When I returned on Sunday and showed the coupon to the clerk during checkout, this time I was told about the small print on the coupon. She told me to scroll down and read the small print below the unsubscribe link (text in a font so small on my phone I had to swipe out and enlarge it): the discounts were NOT applicable for this weekend at all, but only coupons on the end of the receipt, and good only for days specified AFTER the holiday weekend, and when a minimum of $25 was spent on each visit. By hiding the terms of the discount below a huge graphic and in tiny, nearly unreadable font size, this was without a doubt the most deceptive marketing I’ve come across in quite some time.

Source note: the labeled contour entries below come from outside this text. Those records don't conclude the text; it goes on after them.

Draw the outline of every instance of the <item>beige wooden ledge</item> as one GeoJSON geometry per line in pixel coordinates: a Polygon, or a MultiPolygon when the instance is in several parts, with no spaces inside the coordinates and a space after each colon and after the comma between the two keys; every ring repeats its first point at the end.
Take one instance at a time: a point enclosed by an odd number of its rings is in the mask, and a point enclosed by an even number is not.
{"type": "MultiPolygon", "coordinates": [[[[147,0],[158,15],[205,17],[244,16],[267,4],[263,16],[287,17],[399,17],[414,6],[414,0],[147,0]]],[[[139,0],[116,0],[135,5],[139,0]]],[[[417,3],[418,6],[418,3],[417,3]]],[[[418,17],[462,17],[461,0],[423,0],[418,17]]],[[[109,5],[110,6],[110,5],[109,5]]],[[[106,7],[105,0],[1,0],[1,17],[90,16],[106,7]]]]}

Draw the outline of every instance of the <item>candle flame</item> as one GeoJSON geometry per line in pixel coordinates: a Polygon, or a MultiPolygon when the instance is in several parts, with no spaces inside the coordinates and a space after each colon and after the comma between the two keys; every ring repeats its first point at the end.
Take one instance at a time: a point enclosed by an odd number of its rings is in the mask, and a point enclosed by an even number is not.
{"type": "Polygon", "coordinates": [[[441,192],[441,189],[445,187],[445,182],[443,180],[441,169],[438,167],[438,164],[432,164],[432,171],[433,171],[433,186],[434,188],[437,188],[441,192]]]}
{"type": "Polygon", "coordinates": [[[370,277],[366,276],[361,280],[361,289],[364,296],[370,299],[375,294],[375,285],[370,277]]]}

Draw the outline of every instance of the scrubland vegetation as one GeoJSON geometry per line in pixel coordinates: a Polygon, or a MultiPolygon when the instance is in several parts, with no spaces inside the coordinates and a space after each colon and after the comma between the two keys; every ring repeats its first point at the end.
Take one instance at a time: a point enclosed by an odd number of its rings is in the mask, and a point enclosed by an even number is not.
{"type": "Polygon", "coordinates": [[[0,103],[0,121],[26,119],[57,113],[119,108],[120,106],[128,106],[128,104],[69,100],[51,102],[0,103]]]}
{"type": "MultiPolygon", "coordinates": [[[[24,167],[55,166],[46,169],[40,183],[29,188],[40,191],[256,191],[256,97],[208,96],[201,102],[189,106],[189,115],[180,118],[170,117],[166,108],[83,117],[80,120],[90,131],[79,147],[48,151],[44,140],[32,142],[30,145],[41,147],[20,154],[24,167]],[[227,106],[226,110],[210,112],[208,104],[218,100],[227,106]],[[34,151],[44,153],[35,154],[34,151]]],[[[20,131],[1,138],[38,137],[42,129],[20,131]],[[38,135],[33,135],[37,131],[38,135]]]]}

So, I had already purchased $150 in items in two days, secured everything I needed for the month, received no discounts, and had two useless paper coupons that went into the recycling bin (crumpled angrily, I admit). I felt utterly duped. It’s not that $10 was a huge amount of money or anything – it was the principle involved. Not only that, but the retailer rubbed my nose it it further by launching a separate email for every item I purchased to my phone within an hour’s time, luring me back to the store to buy more dog food — bird seed — cat treats — aquarium supplies — fish food — dog toys… My phone ping’d and ping’d, and each email was a $5 coupon (had to be enacted by a visit during the weekend and by spending more money), and each had a subject as follows: “You just got paid by ***!”, “Your $5 is waiting for you! Ends TOMORROW!”, “Earn it Today, Spend it TOMORROW”… And today, checking my spam folder (I began marking all emails from the retailer as spam), more and more emails. I have been barraged by a targeted, aggressive spam campaign, even though I unsubscribed 6 times in the last 24 hours. In one weekend, I have received almost 15 spam emails, and they don’t stop. Their unsubscribe link notifies that it will take approximately 7 business days to filter my email, so seven more days of relentless spam to my account is coming my way…
This retailer alienated me completely, and turned a loyal customer into an angry, abused and ripped off one, who has already removed the store card from his phone and vowed to my family that this retailer is now off limits. We will drive 20 miles out of our way if we have to and support another retailer if need be. This one is on our black list.
The moral to my story is to advise anyone interested in launching e-campaigns or print ads to make sure your discounts, promotions and events are clear and direct. Deceptive marketing may bring someone into your store that one time, but when that customer realizes that they have been misled, they will never return. Is quick revenue for 3 days worth exchanging a loyal customer for years on a regular basis? NO! Don’t entice your customers with anything other than a real, tangible offer. And don’t abuse their trust with aggressive marketing that irritates, angers, distracts and encumbers them. When marketing is done properly, you will have a loyal, happy and satisfied customer. In today’s competitive retail environment, you can’t afford to drive important traffic away from your store.
This retailer drove me away, and I will never again reward them with my trust, money or personal information. The damage has been done, and in this case, it’s permanent.